USC To Conduct Clinical Trials To Improve Diagnosis of Medication-Induced Kidney Injury

Portrait of Dr. Beringer and Dr. RaoThe Foundation for the National Institutes of Health (FNIH) Biomarkers Consortium has awarded the USC School of Pharmacy a contract for $352,733 to conduct an observational study to evaluate biomarkers of aminoglycoside-induced kidney toxicity among patients with cystic fibrosis.

Associate professor Paul Beringer, PharmD, will lead the USC project in collaboration with co- investigator Adupa P. Rao, MD, assistant professor of clinical medicine at the Keck School of Medicine. Their study will focus on patients being treated with aminoglycoside antibiotics, typically used when patients are hospitalized due to a pulmonary exacerbation, a notable worsening of lung function. The aminoglycoside antibiotics have the potential to cause significant kidney injury.

According to the Foundation, the Biomarkers Consortium, a public-private research partnership, aims to “test new biomarkers that are more sensitive, and will establish better criteria for when kidney safety concerns should halt further testing of a drug.” While kidney toxicity of some drugs presents a serious problem for drug developers, the currently used biomarkers lack sensitivity and can occasionally produce false positives. This may cause a delayed identification of clinically significant kidney injury until the later stages of drug development, resulting in potential exposure to large numbers of patients enrolled in clinical trials and unnecessary expenditure of time and resources to conduct these large-scale trials.

The USC study will evaluate 20 novel proteins important to kidney damage and determine the sensitivity and specificity in predicting kidney injury in patients receiving aminoglycoside therapy. The study will recruit 75 patients with cystic fibrosis. This patient population is a target group for this study as they are typically treated with aminoglycosides when pulmonary exacerbations occur. Further, this condition warrants hospitalization, providing an opportunity to conduct the testing and determine biomarker efficiency.

“The availability of these improved biomarkers will provide a tremendous asset to clinicians providing a more real-time picture of the effects of drugs on the kidney allowing precise dose titration to avoid clinically significant kidney injury,” says Dr. Beringer who works with Dr. Rao at the USC Cystic Fibrosis Program which manages some 200 adult patients with the disease.

The national study project involves USC and the University of Minnesota focusing on cystic fibrosis patients taking aminoglycosides and Brigham and Women’s Hospital/Dana Farber Cancer Institute and the M.D. Anderson Cancer Center studying patients with head and neck cancer using cisplatin, a common chemotherapy.

“Patient safety is and must be our primary concern as we develop potential new medicines,” explained Gary Herman, M.D., Vice President, Early Stage Development at Merck Research Laboratories. “The FNIH Biomarker Consortium Kidney Safety project is critical to help identify biomarkers that improve the process of developing effective medicines that are safe to test and use with patients.”
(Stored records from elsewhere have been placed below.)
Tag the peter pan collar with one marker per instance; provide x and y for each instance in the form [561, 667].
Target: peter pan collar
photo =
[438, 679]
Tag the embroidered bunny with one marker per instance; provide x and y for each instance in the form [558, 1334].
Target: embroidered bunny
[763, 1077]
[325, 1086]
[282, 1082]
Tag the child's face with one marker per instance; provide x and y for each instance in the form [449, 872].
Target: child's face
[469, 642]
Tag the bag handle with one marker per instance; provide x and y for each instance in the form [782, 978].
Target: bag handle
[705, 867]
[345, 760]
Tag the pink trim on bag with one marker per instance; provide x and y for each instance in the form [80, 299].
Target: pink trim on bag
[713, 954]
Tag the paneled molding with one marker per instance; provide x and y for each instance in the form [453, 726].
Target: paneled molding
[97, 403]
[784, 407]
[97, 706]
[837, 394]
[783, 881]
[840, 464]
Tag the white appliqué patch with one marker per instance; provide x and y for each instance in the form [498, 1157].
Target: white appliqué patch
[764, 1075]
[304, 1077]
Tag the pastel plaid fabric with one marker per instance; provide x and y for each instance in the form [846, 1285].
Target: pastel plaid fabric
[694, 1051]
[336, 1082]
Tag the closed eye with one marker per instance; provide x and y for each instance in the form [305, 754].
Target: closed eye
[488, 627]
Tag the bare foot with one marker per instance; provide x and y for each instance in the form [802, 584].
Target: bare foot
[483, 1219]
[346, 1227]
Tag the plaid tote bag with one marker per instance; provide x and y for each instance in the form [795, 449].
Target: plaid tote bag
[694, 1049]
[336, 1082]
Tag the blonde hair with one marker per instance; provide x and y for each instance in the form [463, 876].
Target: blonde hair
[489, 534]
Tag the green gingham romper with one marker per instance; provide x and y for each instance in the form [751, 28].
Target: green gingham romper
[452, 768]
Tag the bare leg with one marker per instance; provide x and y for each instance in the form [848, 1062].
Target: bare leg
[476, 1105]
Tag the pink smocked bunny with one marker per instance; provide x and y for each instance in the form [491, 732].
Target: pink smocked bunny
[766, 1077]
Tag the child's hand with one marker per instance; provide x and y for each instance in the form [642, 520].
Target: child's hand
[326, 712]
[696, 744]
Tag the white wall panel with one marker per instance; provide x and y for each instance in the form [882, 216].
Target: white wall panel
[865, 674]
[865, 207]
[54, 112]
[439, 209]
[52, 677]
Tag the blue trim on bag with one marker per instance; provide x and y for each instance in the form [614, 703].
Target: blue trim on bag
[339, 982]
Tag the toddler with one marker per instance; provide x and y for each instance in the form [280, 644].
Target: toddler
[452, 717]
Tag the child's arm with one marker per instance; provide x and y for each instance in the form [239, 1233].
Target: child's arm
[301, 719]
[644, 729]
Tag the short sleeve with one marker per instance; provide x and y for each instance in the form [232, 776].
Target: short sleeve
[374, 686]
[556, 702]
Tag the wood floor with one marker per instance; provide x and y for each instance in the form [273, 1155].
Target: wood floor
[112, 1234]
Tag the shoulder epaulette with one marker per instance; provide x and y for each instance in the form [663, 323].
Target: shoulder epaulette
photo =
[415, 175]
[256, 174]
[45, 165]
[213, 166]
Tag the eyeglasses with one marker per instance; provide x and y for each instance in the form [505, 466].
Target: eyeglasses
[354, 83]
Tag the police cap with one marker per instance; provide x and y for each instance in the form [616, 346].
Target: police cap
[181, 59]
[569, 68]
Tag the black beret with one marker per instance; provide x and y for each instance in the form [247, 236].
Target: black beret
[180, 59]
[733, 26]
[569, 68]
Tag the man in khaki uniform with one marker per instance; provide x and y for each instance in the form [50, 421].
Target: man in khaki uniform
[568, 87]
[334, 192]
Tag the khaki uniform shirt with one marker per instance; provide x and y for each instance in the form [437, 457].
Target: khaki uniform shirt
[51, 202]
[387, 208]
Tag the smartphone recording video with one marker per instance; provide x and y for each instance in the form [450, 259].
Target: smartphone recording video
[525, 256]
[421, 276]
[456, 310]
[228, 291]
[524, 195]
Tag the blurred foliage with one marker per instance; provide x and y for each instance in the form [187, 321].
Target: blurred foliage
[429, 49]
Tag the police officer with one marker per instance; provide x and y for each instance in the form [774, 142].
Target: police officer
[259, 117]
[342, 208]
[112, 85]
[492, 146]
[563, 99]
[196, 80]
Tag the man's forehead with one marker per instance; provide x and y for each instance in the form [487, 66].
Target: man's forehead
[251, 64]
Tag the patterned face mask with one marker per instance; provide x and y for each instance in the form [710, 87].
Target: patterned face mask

According to a press release from the Foundation, “The project will enable the continued development of potentially valuable compounds across a number of therapeutic areas, such as cancer, cystic fibrosis and diabetes. The data generated from this project is aimed to advance regulatory acceptance of new biomarkers appropriate for monitoring kidney safety in the clinic. Importantly, this data will improve clinical diagnoses of drug induced kidney injury during drug development and patient therapy.”

Some 30,000 American children and adults have cystic fibrosis, a genetic disease.